福の神
もはや本題が忘れ去られてしまうのではないかというくらい脱線してしまったが、ここで語りたいのは座敷わらしについてである。
改めて確認すると、座敷わらしは遠野物語などに登場する妖怪で、住まう家は繁栄するが、出て行った家は寂れてしまうという。
実際の伝承では、座敷わらしの出て行った家は寂れるどころか滅んでしまい、一部には忌もののように扱われる場合がある。
座敷わらしがいなくなった後、火事にあって焼けたという家の残骸をなるべく見ないようにしながら、人々は座敷わらしについてひそひそと噂しあったのだという。
では、何故座敷わらしの住まう家は栄え、いなくなると途端に滅んでしまうのか、考えてみたいと思う。
例えば福の神であるなら、いなくなった後は徐々に家が寂れていき、数代かけて家が絶えるという話はいくつか存在する。
福の神に近い子供の存在としては、洟垂れ小僧を例にとってみよう。
これも子供がいることで富をもたらし、いなくなったことで富を失う話だからちょうどいいかもしれない。
昔々、あるところに云々。神様に良い事をしたお爺さんのところに、お礼として何でも願いをかなえてくれる(不思議なポケットのついていない)小僧が遣わされた。
この小僧は汚い身なりをしており、いつも鼻水を垂らしていたが、お爺さんの望みをなんでも叶えてくれた。おかげで大金持ちになったお爺さんは、いつまでも汚いなりをして洟を垂らしている小僧が疎ましくなり、神様のもとへ帰るようお願いしたところ、小僧もろとももたらされた富も消えてしまったというお話である。
この話でも洟垂れ小僧がいなくなる際に、せいぜいが富が消えてしまう程度で、家人は無事である。
ところが、座敷わらしが居なくなった家は、使用人を含めて一家のほとんどの者が死に絶えてしまう。一夜にして家が滅んでしまうのである。
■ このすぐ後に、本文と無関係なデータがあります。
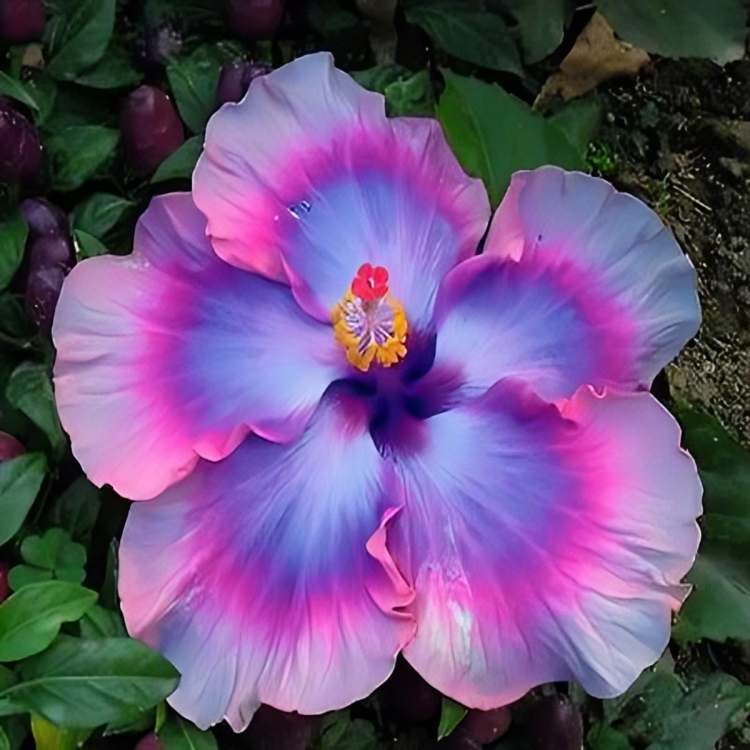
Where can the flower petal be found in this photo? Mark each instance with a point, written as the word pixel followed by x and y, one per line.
pixel 266 578
pixel 600 292
pixel 171 354
pixel 307 178
pixel 542 546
例え貧乏神が取り憑いた家でも、ここまであからさまに没落はしない。
座敷わらしは、福の神などではないのだろうか。
福の神以外で、幸運をもたらすものとして「迷い家」というものがある。
山奥で道に迷った先で、立派な作りの家を発見するが家人は誰もいない。
まるでついさっきまで人が暮らしていたような気配はあるものの、全くの無人である。
この家から、何か持ち帰ると裕福になれる(持ち帰らないで帰ると、後日川で洗濯している所に綺麗なお椀が流れてきて福をもたらす)という、夢のような話だが、こちらはその後の没落にはつながらないし、そもそも人影すら登場しない。
座敷わらしと福の神に共通する点といえば、概ね「綺麗な身なりをしている」ことと、村の住人の誰もが「知らない人」という点だろうか。
では、違いは何だろう。
福の神のイメージといえば、肌艶のよいふくよかな体型の男性、もしくは美しい女性といったところか。宝船の七福神を並べておけば、一般的な福の神のイメージとしては合格点なのではないだろうか。
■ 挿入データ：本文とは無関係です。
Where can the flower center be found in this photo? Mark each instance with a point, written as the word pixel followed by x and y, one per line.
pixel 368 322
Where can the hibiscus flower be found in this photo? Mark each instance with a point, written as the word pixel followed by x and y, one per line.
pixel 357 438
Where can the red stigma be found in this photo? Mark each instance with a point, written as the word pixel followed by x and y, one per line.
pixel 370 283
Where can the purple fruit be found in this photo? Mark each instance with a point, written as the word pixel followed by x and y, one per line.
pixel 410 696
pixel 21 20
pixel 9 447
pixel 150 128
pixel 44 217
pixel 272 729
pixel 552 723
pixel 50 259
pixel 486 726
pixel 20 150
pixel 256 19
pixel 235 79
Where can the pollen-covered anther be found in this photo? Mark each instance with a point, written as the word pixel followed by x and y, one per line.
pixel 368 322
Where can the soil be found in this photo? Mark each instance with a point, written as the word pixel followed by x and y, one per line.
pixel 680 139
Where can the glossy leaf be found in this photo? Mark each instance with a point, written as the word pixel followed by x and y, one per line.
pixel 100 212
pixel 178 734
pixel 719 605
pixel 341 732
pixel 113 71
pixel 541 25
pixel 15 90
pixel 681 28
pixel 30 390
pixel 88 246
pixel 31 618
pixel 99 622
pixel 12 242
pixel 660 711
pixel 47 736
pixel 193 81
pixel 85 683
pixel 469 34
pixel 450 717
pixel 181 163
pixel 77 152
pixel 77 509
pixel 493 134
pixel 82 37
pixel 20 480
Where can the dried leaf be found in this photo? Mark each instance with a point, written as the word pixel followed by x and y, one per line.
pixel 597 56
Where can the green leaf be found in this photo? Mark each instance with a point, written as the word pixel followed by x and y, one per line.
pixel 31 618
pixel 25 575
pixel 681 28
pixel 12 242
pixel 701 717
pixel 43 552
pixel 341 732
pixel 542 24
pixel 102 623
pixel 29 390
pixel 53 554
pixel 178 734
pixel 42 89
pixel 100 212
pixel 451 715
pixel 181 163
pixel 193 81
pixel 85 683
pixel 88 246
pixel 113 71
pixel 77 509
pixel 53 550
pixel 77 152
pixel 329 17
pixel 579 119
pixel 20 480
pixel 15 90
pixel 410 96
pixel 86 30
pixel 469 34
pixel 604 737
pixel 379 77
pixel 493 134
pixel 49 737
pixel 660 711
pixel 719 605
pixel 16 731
座敷わらしはといえば、その名の通り子供の姿が一般的で、女の子の話が圧倒的に多いとはいえ、男女両方の話が伝わっている。
成人の姿で語られるのは年若い女性だけで、成人した男性姿の座敷わらしの話は、どこにも伝わっていない。(と思う)
前回の脱線で出てきた座敷ばっけは家の経済に何の影響も及ぼせないので、今回は省いて考えるとすれば、老人も含まれない。
座敷わらしと福の神との決定的な違いは、「成人男性がいない」ことと「一気に家が滅びる」ことだろうか。
福の神は、祀ると御利益として富をもたらす(貧乏神も丁寧に祀ると富をもたらす)が、座敷わらしは存在するだけで富をもたらす。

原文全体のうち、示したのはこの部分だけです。